Shelley devoted the rest of his life to writing, with "the creative and political impulse working together" to produce his best work. "Queen Mab" set its scornful sights on religion, political tyranny, war, commerce and marriage. "The Revolt of Islam" showed a grim awareness of the horrors of counter-revolution, and reflected his new-found feminist awareness by asking, "Can man be free if woman be a slave?". "Prometheus Unbound" argued for the right of insurrection to overthrow tyranny. "The Mask of Anarchy", a protest against a massacre of unarmed demonstrators, ends with the revolutionary insight that "Ye are many, they are few".
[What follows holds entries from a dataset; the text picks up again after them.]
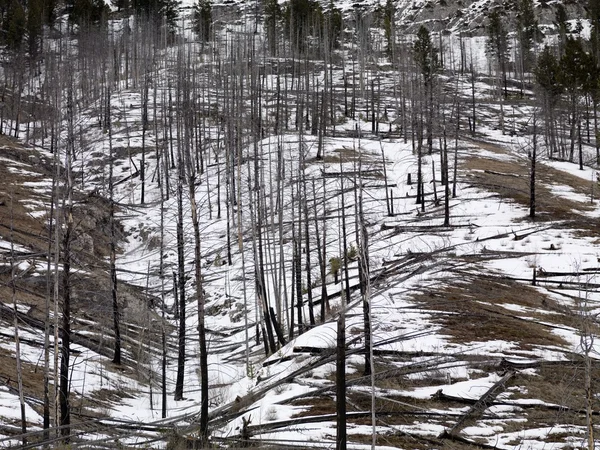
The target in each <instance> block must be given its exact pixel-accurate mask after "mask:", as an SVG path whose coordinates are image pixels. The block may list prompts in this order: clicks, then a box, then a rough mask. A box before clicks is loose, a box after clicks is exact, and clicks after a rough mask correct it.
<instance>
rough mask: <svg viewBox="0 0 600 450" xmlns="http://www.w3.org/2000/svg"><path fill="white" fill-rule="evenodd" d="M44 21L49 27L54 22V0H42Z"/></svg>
mask: <svg viewBox="0 0 600 450" xmlns="http://www.w3.org/2000/svg"><path fill="white" fill-rule="evenodd" d="M42 4H43V13H42V14H43V17H44V23H45V24H46V25H48V26H50V27H53V26H54V22H56V0H43V1H42Z"/></svg>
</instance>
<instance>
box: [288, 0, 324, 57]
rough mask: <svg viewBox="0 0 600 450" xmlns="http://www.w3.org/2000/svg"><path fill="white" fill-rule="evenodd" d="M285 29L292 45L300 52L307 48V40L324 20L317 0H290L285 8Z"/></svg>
mask: <svg viewBox="0 0 600 450" xmlns="http://www.w3.org/2000/svg"><path fill="white" fill-rule="evenodd" d="M284 17H285V31H286V36H287V37H288V39H290V42H291V44H292V47H293V48H294V49H295V50H296V51H298V52H304V51H305V50H306V49H307V40H308V37H309V36H310V35H311V31H313V33H312V34H313V35H318V34H319V33H314V31H320V30H316V28H320V25H322V22H323V11H322V9H321V6H320V5H319V3H318V2H316V1H315V0H290V2H289V3H288V4H287V6H286V8H285V13H284Z"/></svg>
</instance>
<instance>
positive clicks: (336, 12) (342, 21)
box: [325, 0, 343, 50]
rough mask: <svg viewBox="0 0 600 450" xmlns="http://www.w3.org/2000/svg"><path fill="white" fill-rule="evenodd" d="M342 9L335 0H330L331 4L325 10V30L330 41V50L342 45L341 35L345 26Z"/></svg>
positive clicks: (328, 38) (328, 5)
mask: <svg viewBox="0 0 600 450" xmlns="http://www.w3.org/2000/svg"><path fill="white" fill-rule="evenodd" d="M342 22H343V18H342V11H340V9H339V8H337V7H336V6H335V3H334V2H333V0H329V5H328V7H327V10H326V11H325V32H326V33H327V39H328V41H329V50H332V49H334V48H338V47H339V46H340V37H341V35H342V26H343V23H342Z"/></svg>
Shelley also wrote a pamphlet, A Philosophical View of Reform, which argued that the exploitation of labour by capital was the key to understanding oppression and injustice, that both political and economic reform were needed (freedom meant little if people were starving) and that this could be won only by a mass democratic movement which set its sights on revolution.

It had taken Shelley a while to reach such clear conclusions because he had to overcome his class background, the cultural elitism of his artistic circle, his male chauvinism, the influence of the "armchair anarchist" William Godwin, and his constant struggle between political gradualism and revolution.
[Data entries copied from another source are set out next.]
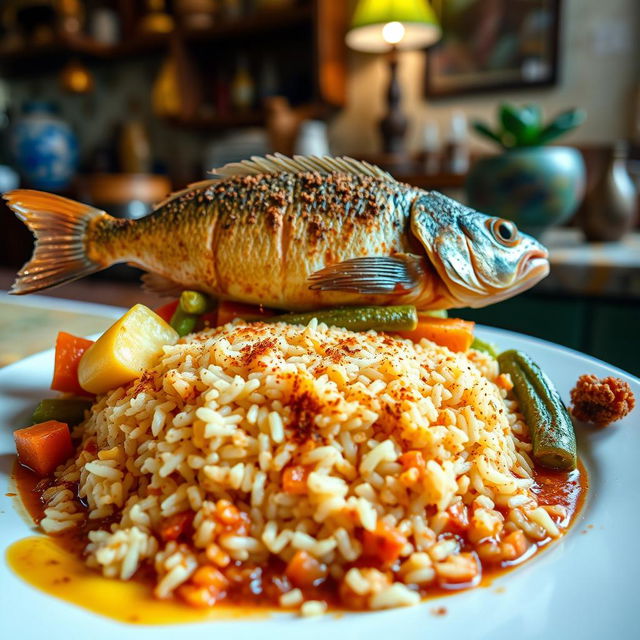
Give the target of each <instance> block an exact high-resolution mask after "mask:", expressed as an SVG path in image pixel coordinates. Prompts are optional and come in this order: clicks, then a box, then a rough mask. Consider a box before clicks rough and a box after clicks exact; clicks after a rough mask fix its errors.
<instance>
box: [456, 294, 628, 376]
mask: <svg viewBox="0 0 640 640" xmlns="http://www.w3.org/2000/svg"><path fill="white" fill-rule="evenodd" d="M452 315H455V316H460V317H462V318H466V319H468V320H475V321H476V322H479V323H481V324H486V325H489V326H492V327H500V328H502V329H509V330H511V331H517V332H519V333H525V334H528V335H531V336H535V337H537V338H542V339H543V340H549V341H550V342H555V343H557V344H561V345H564V346H566V347H570V348H571V349H576V350H578V351H582V352H584V353H588V354H590V355H592V356H594V357H596V358H600V359H601V360H604V361H605V362H608V363H609V364H612V365H615V366H617V367H620V368H621V369H624V370H625V371H628V372H629V373H632V374H633V375H635V376H640V337H638V330H639V328H640V300H615V299H611V300H610V299H606V298H587V297H580V298H578V297H575V298H574V297H570V296H552V295H543V294H537V293H533V292H531V293H524V294H521V295H519V296H517V297H516V298H512V299H510V300H505V301H504V302H500V303H498V304H494V305H491V306H490V307H486V308H484V309H461V310H455V311H453V312H452ZM584 373H591V372H590V371H587V370H585V371H584Z"/></svg>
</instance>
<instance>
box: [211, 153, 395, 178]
mask: <svg viewBox="0 0 640 640" xmlns="http://www.w3.org/2000/svg"><path fill="white" fill-rule="evenodd" d="M308 171H315V172H317V173H321V174H328V173H346V174H349V175H353V176H369V177H371V178H381V179H382V180H387V181H388V182H395V181H396V180H395V178H393V177H392V176H391V174H389V173H387V172H386V171H383V170H382V169H380V167H377V166H376V165H374V164H370V163H368V162H365V161H364V160H355V159H354V158H348V157H346V156H343V157H341V158H334V157H332V156H293V157H292V158H290V157H288V156H285V155H283V154H282V153H274V154H273V155H267V156H264V157H260V156H252V157H251V159H250V160H243V161H242V162H230V163H229V164H225V165H224V167H221V168H219V169H214V170H213V171H212V172H211V173H213V174H214V175H216V176H219V179H222V180H224V179H226V178H235V177H240V176H254V175H257V174H259V173H262V174H264V173H267V174H278V173H306V172H308Z"/></svg>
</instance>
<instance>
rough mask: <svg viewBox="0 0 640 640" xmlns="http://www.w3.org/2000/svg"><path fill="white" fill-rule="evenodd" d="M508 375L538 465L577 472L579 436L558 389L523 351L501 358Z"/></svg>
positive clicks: (512, 352)
mask: <svg viewBox="0 0 640 640" xmlns="http://www.w3.org/2000/svg"><path fill="white" fill-rule="evenodd" d="M498 363H499V365H500V371H501V372H502V373H508V374H509V375H510V376H511V380H512V381H513V390H514V392H515V394H516V397H517V399H518V403H519V404H520V410H521V411H522V413H523V415H524V417H525V420H526V421H527V425H528V426H529V431H530V432H531V444H532V449H533V451H532V454H533V459H534V460H535V462H537V463H538V464H540V465H541V466H543V467H547V468H549V469H559V470H563V471H569V470H571V469H575V468H576V464H577V457H576V436H575V432H574V430H573V423H572V422H571V417H570V416H569V413H568V411H567V409H566V407H565V406H564V403H563V402H562V399H561V398H560V395H559V394H558V392H557V390H556V388H555V387H554V386H553V383H552V382H551V380H549V378H548V377H547V376H546V375H545V374H544V372H543V371H542V370H541V369H540V367H539V366H538V365H537V364H536V363H535V362H533V360H531V358H530V357H529V356H527V355H526V354H524V353H522V352H521V351H515V350H511V351H505V352H504V353H501V354H500V355H499V356H498Z"/></svg>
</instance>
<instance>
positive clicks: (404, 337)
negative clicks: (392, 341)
mask: <svg viewBox="0 0 640 640" xmlns="http://www.w3.org/2000/svg"><path fill="white" fill-rule="evenodd" d="M474 325H475V322H471V321H470V320H462V319H460V318H434V317H433V316H426V315H424V314H418V326H417V327H416V328H415V329H414V330H413V331H398V332H397V333H398V334H399V335H401V336H402V337H403V338H409V339H410V340H413V341H414V342H418V341H419V340H421V339H422V338H427V340H431V341H432V342H435V343H436V344H439V345H441V346H443V347H448V348H449V349H451V351H467V349H469V347H470V346H471V343H472V342H473V327H474Z"/></svg>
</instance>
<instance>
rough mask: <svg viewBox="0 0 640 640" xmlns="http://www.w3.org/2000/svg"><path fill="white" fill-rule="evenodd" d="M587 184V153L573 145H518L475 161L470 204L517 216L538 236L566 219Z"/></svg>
mask: <svg viewBox="0 0 640 640" xmlns="http://www.w3.org/2000/svg"><path fill="white" fill-rule="evenodd" d="M584 187H585V167H584V161H583V159H582V155H581V154H580V152H579V151H577V150H576V149H573V148H571V147H529V148H524V149H513V150H511V151H506V152H505V153H503V154H501V155H499V156H493V157H490V158H484V159H482V160H479V161H478V162H476V163H475V164H474V166H473V167H472V168H471V171H470V172H469V175H468V176H467V181H466V190H467V202H468V204H469V206H470V207H473V208H474V209H477V210H478V211H482V212H483V213H487V214H489V215H494V216H499V217H501V218H507V219H508V220H513V221H514V222H515V223H516V224H517V225H518V228H519V229H521V230H522V231H525V232H526V233H530V234H531V235H534V236H540V234H541V233H542V232H543V231H544V230H545V229H547V228H549V227H551V226H554V225H558V224H562V223H563V222H566V221H567V220H568V219H569V218H570V217H571V216H572V215H573V213H574V212H575V211H576V209H577V208H578V206H579V205H580V202H581V201H582V196H583V194H584Z"/></svg>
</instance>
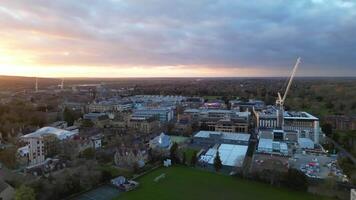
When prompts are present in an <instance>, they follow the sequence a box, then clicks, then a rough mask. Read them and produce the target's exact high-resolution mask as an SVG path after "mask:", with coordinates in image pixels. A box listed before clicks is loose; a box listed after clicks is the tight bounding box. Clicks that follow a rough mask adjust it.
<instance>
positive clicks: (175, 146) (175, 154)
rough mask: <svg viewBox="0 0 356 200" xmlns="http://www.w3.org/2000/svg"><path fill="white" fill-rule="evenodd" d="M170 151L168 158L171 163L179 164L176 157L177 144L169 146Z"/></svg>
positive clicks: (178, 157) (176, 150) (177, 150)
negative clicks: (169, 159)
mask: <svg viewBox="0 0 356 200" xmlns="http://www.w3.org/2000/svg"><path fill="white" fill-rule="evenodd" d="M169 151H170V158H171V160H172V162H173V163H179V157H178V144H177V143H176V142H174V143H173V144H172V146H171V149H170V150H169Z"/></svg>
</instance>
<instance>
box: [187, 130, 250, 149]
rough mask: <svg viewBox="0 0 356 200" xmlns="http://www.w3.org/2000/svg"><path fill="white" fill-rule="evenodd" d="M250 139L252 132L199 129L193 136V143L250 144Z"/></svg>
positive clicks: (205, 145)
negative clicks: (205, 130)
mask: <svg viewBox="0 0 356 200" xmlns="http://www.w3.org/2000/svg"><path fill="white" fill-rule="evenodd" d="M249 140H250V134H244V133H228V132H217V131H199V132H198V133H196V134H195V135H194V137H193V143H194V144H196V145H200V146H213V145H215V144H238V145H248V142H249Z"/></svg>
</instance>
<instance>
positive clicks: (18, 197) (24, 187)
mask: <svg viewBox="0 0 356 200" xmlns="http://www.w3.org/2000/svg"><path fill="white" fill-rule="evenodd" d="M35 199H36V194H35V191H34V190H33V189H32V188H31V187H28V186H26V185H21V186H20V187H19V188H18V189H16V191H15V200H35Z"/></svg>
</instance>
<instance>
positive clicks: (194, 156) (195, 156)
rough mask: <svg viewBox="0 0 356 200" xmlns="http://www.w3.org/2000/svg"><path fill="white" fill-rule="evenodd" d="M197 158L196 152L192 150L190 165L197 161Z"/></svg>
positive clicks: (193, 165)
mask: <svg viewBox="0 0 356 200" xmlns="http://www.w3.org/2000/svg"><path fill="white" fill-rule="evenodd" d="M197 160H198V158H197V152H196V151H194V152H193V155H192V158H191V159H190V165H191V166H192V167H194V166H195V164H196V163H197Z"/></svg>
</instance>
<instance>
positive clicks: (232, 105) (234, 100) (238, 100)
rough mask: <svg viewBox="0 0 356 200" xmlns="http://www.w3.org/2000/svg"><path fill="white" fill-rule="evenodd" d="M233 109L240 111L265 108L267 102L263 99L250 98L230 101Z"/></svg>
mask: <svg viewBox="0 0 356 200" xmlns="http://www.w3.org/2000/svg"><path fill="white" fill-rule="evenodd" d="M229 104H230V107H231V109H232V110H238V111H250V112H252V111H253V110H263V109H264V108H265V107H266V105H265V102H263V101H261V100H254V99H249V100H248V101H243V100H240V99H237V100H231V101H229Z"/></svg>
There was a "variety of tone" in most of his writings as he wavered between advocating limited property-based male suffrage and universal suffrage, pacifism and revolutionary force, and (like middle-class radicals everywhere) scepticism of and political trust in the masses. Unfortunately, Shelley died a few decades before the working class cohered in its modern form and demonstrated its power to be able to resolve Shelley's dilemmas.

When Shelley died from drowning in 1822, not yet 30 years old, the Tory press was smug, briefly noting that "Shelley, the writer of some infidel poetry has been drowned; now he knows whether there is a God or no". But Shelley had the last laugh as his political works, most of which were suppressed during his lifetime by prudent and/or cold-footed liberal publishers, did become available and were used by the Chartists, Engels (who translated "Queen Mab" into German in 1848), Karl and Eleanor Marx and others as part of the socialist project.

Holmes' biography acknowledges the centrality of Shelley's politics to his poetry, and also the more than occasional faults of Shelley's verse, such as its linguistic extravagance and lack of discipline in its complex imagery. Much of Shelley is a hard slog. Holmes himself errs on the side of wordy profligacy, tracing in rather more minute detail than necessary the lives of Shelley and his second wife (and author of Frankenstein) Mary Shelley, the shooting competitions with Byron at Pisa, and other Shelley companions such as the repentant radical and poet laureate, Southey, and the unpolitical but fellow-travelling Keats.

Shelley lived through dark days of repression, and all his images of revolution — all those volcanoes and mythical heroes on mounted steeds — remained words on paper. His genius, however, was to discern the revolutionary dynamic in society and to fix it in verse. All his short life, Shelley refused to believe in god, kings, war, the rich, forced sex, unhappy marriages, censorship and the worst of all, "the mischiefs flowing from oppression, namely that one man is forced to labour for another". He believed in humanity, and poetry, and did the best he could for both.